Although RGB imagery is widely used in breeding trials due to its accessibility and low cost [
17,
18], future extensions of this work could benefit from incorporating multispectral and Light Detection and Ranging (LiDAR) data. Multispectral imagery enables the calculation of diverse vegetation indices and improves crop segmentation by including near-infrared spectral information [
13,
47]. LiDAR, in contrast, provides detailed three-dimensional canopy structure and height measurements [
48,
49]. With accurate geospatial alignment, these complementary data sources could be integrated into the proposed multitask learning framework to enable simultaneous seedling counting, variety identification, and phenological stage estimation [
50].
The proposed V-MTL-PlotCounter, deployed as an interactive agent on a web platform, enables automated soybean variety identification, seedling counting, and emergence rate analysis powered by a multimodal LLM. Future work will focus on improving the model’s generalization by incorporating data from diverse crop varieties and enhancing its robustness across varying field environments. Once adapted for seedling counting in multiple crop species, the model will allow agricultural researchers to directly input UAV imagery of breeding plots, facilitating rapid and labor-efficient crop identification and seedling counting.
5. Conclusions
In this study, we constructed a specialized plot-scale dataset, tailored for breeding plot scenarios, which comprises UAV-captured soybean seedling imagery and key sowing-related metadata, including variety, number of seeds per hole, and sowing density, all of which are closely related to plot-scale emergence rate. Using this dataset, we developed PlotCounter, a plot-scale counting model built on the TasselNetV2++ architecture. Leveraging the patch-based training and full-plot validation strategy, PlotCounter achieved accurate seedling counting even under limited data conditions. To further enhance prediction accuracy, we proposed the MTL-PlotCounter framework by incorporating auxiliary classification tasks through multitask learning. Among its variants, V-MTL-PlotCounter, which integrates soybean variety information, demonstrated the best performance, achieving relative reductions of 8.74% in RMSE and 5.17% in rMAE over PlotCounter. It also outperformed models such as YOLOv5s, YOLOv7, and YOLOv8s in plot-scale counting tasks.
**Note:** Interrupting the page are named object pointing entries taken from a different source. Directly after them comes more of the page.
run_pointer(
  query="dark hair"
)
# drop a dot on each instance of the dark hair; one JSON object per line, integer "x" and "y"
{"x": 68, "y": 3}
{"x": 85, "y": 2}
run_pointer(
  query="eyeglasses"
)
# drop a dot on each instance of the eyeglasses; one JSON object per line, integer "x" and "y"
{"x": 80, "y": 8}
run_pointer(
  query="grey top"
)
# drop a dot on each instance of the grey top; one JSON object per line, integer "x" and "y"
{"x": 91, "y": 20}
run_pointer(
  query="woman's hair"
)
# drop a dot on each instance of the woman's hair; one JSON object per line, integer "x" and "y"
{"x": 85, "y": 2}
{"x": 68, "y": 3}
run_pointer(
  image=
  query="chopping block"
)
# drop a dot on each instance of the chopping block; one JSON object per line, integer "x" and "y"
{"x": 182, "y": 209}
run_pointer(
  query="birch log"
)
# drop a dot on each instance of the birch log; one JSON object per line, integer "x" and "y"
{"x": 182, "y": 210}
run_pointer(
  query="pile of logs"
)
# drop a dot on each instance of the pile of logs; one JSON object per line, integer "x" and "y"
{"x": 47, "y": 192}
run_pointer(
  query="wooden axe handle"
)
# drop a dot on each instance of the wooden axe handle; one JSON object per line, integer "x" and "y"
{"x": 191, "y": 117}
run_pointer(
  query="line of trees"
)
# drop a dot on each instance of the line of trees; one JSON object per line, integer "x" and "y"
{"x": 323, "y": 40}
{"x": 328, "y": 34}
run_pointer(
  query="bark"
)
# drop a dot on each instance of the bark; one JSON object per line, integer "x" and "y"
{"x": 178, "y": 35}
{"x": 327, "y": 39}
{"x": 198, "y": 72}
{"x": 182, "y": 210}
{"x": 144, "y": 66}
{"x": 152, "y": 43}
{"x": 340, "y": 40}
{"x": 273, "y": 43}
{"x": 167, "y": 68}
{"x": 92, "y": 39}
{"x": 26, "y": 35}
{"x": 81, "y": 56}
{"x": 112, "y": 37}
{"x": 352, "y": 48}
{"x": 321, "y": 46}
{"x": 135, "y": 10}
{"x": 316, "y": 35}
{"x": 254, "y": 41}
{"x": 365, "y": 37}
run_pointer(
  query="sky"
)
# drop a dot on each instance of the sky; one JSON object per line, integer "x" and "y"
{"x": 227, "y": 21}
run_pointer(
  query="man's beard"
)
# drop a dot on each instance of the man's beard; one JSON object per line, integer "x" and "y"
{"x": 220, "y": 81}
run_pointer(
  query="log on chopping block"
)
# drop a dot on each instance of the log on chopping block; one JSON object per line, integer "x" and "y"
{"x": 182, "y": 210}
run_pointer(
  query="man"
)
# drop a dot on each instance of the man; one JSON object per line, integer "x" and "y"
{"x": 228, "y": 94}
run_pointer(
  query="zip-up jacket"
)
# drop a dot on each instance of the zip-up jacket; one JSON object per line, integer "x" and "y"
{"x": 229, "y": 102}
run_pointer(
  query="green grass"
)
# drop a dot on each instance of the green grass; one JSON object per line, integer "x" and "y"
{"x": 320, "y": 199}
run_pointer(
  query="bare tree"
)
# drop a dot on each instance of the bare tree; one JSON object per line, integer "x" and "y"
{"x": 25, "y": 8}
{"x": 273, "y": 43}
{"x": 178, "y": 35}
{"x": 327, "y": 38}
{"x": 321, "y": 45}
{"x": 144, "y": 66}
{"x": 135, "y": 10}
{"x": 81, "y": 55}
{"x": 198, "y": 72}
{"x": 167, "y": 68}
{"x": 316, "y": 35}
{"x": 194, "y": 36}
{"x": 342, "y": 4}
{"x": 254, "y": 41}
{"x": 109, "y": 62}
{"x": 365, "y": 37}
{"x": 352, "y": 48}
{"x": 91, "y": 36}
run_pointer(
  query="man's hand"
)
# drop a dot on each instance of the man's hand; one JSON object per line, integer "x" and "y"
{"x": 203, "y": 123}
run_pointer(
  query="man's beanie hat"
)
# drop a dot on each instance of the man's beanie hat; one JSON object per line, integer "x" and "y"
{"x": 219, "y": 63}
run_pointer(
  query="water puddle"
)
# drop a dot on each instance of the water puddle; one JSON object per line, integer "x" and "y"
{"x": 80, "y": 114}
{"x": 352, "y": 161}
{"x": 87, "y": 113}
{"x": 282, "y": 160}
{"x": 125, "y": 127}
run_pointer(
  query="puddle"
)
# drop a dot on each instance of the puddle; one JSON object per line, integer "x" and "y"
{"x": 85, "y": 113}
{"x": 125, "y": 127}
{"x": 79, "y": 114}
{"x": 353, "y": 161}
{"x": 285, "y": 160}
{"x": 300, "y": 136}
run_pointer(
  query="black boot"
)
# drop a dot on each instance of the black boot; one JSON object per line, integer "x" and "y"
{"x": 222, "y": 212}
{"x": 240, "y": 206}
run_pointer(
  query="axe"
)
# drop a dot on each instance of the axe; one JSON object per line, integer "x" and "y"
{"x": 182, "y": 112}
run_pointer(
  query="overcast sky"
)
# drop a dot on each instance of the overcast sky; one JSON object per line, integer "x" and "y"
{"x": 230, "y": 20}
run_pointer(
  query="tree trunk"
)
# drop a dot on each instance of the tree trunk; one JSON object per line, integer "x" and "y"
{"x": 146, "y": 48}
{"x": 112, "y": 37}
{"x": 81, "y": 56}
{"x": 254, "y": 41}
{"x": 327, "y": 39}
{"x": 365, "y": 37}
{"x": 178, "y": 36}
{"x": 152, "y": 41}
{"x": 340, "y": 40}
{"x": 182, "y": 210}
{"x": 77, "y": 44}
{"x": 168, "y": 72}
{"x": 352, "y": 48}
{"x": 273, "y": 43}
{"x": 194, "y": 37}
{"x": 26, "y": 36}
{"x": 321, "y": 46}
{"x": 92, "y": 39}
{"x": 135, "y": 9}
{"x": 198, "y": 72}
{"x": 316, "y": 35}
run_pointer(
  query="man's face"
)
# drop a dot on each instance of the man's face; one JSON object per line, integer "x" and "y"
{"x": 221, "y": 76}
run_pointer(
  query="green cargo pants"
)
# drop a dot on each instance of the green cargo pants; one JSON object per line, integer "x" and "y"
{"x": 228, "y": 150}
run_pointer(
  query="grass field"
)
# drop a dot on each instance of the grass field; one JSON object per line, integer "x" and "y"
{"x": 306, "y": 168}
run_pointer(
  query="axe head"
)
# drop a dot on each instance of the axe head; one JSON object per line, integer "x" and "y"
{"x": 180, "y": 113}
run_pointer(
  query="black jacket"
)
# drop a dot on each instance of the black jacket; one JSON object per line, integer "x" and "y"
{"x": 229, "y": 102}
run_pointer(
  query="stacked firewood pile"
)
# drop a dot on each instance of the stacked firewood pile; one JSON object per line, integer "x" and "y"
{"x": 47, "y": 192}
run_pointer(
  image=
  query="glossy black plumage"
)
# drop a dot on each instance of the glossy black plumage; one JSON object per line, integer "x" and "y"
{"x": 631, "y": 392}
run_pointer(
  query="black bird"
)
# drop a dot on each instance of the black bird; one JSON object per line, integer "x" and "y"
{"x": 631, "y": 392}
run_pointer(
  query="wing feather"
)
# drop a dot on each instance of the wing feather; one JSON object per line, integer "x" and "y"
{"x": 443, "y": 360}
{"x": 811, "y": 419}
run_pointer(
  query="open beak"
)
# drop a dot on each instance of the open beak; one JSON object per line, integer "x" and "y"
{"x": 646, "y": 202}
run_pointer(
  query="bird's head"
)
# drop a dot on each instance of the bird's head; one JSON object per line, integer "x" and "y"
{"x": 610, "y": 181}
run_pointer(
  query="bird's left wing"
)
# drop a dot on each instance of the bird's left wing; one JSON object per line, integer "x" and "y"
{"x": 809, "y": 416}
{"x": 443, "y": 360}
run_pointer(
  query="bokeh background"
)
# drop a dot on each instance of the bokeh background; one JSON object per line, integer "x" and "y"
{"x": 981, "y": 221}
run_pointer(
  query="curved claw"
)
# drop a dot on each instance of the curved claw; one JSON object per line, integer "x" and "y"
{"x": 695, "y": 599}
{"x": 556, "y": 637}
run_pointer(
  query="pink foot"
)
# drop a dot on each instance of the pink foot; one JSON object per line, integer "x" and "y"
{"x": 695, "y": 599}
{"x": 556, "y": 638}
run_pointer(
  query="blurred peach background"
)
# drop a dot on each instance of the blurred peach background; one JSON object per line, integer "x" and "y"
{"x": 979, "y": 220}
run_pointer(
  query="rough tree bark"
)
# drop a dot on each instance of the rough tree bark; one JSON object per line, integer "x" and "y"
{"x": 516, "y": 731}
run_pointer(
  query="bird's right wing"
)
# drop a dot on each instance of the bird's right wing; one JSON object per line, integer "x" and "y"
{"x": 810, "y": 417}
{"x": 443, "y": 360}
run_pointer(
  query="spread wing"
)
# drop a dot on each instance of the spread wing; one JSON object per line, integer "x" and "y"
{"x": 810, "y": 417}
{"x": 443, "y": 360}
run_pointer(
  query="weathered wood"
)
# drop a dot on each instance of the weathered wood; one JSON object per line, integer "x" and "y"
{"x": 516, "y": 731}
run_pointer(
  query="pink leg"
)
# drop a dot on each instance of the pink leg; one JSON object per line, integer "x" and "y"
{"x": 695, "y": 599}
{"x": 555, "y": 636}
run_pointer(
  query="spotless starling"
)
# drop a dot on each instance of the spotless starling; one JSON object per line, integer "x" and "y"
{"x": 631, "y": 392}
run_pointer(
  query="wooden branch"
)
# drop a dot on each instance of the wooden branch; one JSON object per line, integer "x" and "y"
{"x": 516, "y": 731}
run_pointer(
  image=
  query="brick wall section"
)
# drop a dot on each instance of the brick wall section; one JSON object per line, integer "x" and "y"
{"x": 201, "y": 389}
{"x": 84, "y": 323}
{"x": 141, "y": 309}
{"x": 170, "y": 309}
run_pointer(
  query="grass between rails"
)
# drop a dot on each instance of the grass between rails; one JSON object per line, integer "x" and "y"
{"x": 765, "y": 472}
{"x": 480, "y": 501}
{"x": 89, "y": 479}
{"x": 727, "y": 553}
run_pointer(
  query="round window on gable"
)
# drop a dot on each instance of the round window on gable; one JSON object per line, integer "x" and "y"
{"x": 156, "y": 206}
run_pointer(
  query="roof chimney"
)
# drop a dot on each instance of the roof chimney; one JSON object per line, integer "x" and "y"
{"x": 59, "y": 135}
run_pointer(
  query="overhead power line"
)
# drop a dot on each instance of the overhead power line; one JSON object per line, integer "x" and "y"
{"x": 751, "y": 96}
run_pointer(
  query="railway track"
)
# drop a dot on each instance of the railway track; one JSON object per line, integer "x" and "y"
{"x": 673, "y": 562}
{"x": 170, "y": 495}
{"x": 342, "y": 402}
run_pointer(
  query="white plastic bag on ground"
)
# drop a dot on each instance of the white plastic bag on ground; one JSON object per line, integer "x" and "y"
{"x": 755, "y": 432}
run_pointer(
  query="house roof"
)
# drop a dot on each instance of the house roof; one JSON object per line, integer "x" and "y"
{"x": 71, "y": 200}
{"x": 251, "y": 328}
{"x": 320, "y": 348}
Both PlotCounter and V-MTL-PlotCounter were deployed as interactive agents on a web platform, enabling breeders to upload plot images, automatically count seedlings, analyze emergence rates, and perform prompt-driven interaction through a multimodal LLM. This study demonstrates the potential of integrating UAV remote sensing, agronomic data, specialized models, and multimodal large language models to enable intelligent crop phenotyping. In future work, we will focus on enhancing model generalization through multiple varieties of data and improving robustness across diverse field environments.